The Shampoo Summit, directed by Iris Zaki, won the Innovation Award at the Arts and Humanities Research in Film Awards 2017, held at BAFTA’s headquarters in London on Thursday.

Ms Zaki, who has been studying for a PhD at the University of London’s Royal Holloway College, spent a month washing hair at Fifi’s hair salon, which is run by Christian Arabs. While there, she set up an unmanned camera above the sink which recorded the frank and open exchanges she had while washing customers’ hair.

The footage led to a documentary called Women in Sink, which has been shown at 120 international film festivals and received numerous awards. Ms Zaki was then approached by the New York Times to produce a shorter version which led to the creation of a seven-minute documentary entitled The Shampoo Summit.

Ms Zaki said: “The decision to film in Haifa was a natural choice for me, since it’s my hometown - where my identity begins, with a father who came from Egypt and a mother whose parents, Holocaust survivors, came from Poland.

“I moved between the desire to get to know Arab citizens in person and a passion to explore my own identity through these encounters; and between my instinctive fear when I hear Arabic, which is the result of growing up in Israel, and the guilt I carry towards a community which I believe was, and still is, treated unequally.”

Contrary to her expectations, Ms Zaki was received with open arms – and plenty of food. As she soon found out, the salon was something of an institution, popular with both Jewish and Arab women.

“I went to Haifa to make a film about Arab women, expecting to hear about their difficulties in Israel,” she said. “I ended up with a different film: within a complex reality, I’ve found a story of friendship, acceptance and respect between Arab and Jewish women. A little island of sanity.”

Both films were submitted as part of Ms Zaki’s PhD, which she used to explore her technique of unmanned filming. This followed an earlier project which came about almost by accident.

“When I first came to Britain eight years ago I worked as a receptionist in an ultra-Orthodox hotel in north London,” the 39-year-old told the JC.

“I had the first chance in my life to speak with ultra-Orthodox men and women and I was fascinated by it, so I decided to make a documentary about my conversations with the guests.

“I didn’t want to use a film crew or change the dynamics so I left a camera on a tripod and went back to my position. Both of us forgot about the camera and it was a very organic conversation that evolved,” she said. The resulting film, My Kosher Shifts, also received critical acclaim.

Her success fuelled her enthusiasm for the method and so in 2014 she stumbled across Fifi’s salon. Washing hair proved “the toughest part of this project”, but the owners and loyal clientele were “warm and welcoming”.

“I was really moved by the story of the place, a space that doesn’t have politics within its four walls,” she said.

“Women from all over Haifa have been going there for years. They eat and they gossip and the result was a film that is very hopeful.”

Ms Zaki, who will soon return to Israel, is currently working on two other films. She is editing footage taken during two months she spent on a Jewish settlement and is researching her most personal project to date, a film exploring her unusual family history.
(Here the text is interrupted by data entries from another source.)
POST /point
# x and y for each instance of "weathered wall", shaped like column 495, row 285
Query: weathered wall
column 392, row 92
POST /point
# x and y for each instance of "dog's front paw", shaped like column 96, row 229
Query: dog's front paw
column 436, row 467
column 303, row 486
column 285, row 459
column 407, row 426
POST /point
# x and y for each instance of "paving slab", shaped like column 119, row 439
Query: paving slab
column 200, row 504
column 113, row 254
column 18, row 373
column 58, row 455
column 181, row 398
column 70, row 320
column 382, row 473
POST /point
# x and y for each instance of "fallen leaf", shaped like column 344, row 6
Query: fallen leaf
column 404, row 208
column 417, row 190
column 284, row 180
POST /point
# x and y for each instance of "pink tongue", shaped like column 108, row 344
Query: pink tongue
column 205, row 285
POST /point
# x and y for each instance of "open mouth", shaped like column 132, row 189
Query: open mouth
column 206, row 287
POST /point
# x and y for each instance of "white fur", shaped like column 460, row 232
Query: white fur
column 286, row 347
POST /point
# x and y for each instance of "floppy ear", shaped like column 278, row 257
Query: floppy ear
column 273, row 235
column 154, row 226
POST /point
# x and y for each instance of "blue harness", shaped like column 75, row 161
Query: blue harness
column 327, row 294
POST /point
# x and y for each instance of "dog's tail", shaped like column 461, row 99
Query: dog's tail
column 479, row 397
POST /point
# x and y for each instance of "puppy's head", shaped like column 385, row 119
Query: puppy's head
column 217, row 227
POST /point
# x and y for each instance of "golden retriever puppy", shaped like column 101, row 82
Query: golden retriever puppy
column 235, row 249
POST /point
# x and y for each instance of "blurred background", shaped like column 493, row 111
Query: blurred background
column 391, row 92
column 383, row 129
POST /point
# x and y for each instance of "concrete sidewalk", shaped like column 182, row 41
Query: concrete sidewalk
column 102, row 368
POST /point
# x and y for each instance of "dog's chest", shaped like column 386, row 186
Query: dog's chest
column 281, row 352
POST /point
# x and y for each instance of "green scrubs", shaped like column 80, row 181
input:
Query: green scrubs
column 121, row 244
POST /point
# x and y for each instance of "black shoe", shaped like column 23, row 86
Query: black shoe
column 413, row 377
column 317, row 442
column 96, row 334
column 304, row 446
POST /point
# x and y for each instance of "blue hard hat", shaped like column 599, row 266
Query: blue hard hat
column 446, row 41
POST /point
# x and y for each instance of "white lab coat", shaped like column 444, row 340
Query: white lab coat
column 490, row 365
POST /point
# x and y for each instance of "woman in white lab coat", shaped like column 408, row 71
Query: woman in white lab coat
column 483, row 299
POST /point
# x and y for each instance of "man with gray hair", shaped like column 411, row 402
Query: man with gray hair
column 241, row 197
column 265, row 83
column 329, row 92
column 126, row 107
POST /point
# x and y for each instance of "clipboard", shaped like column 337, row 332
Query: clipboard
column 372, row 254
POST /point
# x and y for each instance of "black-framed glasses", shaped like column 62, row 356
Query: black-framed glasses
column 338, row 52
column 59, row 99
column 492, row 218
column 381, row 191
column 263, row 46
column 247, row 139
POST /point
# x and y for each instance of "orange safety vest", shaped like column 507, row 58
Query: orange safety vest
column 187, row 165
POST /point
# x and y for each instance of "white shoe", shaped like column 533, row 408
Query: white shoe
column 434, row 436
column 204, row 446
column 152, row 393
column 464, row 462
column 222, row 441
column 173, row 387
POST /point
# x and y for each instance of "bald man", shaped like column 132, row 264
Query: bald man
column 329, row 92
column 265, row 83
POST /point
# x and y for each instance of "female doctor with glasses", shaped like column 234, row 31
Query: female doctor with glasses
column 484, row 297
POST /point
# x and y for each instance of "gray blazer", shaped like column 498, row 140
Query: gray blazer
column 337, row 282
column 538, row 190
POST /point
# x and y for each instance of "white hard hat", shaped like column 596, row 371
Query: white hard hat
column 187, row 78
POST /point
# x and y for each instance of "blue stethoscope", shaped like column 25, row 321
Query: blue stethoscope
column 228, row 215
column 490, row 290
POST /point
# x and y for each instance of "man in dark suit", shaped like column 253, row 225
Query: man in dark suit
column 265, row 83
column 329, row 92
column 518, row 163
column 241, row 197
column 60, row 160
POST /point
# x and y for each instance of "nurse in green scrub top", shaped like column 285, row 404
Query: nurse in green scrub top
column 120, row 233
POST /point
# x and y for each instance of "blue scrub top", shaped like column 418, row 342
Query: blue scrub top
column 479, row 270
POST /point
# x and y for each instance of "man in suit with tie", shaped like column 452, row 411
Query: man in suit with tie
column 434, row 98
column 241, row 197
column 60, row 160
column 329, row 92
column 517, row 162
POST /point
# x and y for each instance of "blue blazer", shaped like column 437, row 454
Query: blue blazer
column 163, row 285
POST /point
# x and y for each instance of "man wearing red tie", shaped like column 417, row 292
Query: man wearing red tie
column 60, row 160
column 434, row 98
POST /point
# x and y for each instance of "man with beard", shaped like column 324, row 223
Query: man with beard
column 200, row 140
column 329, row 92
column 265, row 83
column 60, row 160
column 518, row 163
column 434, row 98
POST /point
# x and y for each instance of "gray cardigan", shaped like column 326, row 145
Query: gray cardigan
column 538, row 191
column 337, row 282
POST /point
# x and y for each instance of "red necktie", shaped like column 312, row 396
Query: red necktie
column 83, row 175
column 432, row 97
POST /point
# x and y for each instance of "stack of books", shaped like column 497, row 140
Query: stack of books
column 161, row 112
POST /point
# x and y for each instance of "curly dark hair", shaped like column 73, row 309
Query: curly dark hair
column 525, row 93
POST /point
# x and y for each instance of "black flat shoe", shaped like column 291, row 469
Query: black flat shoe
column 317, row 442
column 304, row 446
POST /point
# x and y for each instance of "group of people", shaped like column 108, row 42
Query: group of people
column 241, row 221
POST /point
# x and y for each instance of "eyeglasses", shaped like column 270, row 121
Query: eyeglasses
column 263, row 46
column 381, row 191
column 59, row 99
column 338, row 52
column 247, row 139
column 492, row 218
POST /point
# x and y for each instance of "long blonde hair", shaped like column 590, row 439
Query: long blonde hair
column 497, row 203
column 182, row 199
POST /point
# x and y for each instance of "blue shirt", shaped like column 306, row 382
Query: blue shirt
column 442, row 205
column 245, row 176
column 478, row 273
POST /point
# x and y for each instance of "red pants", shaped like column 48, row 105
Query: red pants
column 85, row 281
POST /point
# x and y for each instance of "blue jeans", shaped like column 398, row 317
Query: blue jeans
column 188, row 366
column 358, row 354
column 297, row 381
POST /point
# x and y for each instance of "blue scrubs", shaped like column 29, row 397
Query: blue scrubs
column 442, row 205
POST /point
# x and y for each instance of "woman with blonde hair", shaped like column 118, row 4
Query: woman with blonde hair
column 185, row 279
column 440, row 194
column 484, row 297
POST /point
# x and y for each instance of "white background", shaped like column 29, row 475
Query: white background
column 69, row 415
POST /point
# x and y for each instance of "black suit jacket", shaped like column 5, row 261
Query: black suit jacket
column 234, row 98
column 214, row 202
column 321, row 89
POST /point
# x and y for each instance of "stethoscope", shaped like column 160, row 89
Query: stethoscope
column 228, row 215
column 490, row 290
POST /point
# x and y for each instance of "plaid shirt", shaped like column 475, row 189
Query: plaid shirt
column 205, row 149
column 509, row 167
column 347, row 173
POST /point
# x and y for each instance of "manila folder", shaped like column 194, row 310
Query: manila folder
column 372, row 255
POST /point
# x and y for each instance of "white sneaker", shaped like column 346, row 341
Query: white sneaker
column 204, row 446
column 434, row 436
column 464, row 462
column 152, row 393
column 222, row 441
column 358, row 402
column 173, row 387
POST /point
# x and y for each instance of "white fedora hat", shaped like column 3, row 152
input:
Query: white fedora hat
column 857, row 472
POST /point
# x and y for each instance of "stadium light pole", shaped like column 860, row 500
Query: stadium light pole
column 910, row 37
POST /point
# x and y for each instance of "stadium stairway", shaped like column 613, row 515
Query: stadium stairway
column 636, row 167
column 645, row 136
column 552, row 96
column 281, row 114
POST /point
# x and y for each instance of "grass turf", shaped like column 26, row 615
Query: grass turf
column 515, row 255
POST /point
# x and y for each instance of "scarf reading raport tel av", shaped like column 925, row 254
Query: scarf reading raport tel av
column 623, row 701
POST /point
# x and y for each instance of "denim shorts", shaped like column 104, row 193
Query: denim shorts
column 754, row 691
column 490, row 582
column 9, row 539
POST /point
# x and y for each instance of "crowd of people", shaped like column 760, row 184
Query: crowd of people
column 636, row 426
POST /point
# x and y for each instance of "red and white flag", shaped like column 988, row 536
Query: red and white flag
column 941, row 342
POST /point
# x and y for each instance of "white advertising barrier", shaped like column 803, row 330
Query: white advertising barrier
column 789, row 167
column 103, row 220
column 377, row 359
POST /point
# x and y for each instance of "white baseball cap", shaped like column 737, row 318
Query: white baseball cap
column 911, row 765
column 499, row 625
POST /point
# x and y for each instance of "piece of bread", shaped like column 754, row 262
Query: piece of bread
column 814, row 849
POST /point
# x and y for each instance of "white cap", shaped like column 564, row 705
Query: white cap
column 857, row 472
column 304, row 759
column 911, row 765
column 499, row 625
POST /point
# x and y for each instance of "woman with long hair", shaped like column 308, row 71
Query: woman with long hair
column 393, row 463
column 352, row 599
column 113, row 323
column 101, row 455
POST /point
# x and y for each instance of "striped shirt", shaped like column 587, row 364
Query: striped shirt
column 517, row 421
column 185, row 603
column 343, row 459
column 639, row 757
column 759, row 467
“My grandmother was a singer and actress in Egypt,” she said. “She fell in love with and married my grandfather whose name was Muhammad and who was a Muslim. They eventually divorced and she made aliyah with my father – but after 35 years they remarried and he came to live in Israel.”

She has already secured some funding and mentoring that will enable her to travel to Egypt and beyond to research her family history.

“It’s a Muslim-Jewish love story. It’s been in my head for a long time but I wanted to be mature enough cinematically to do it.”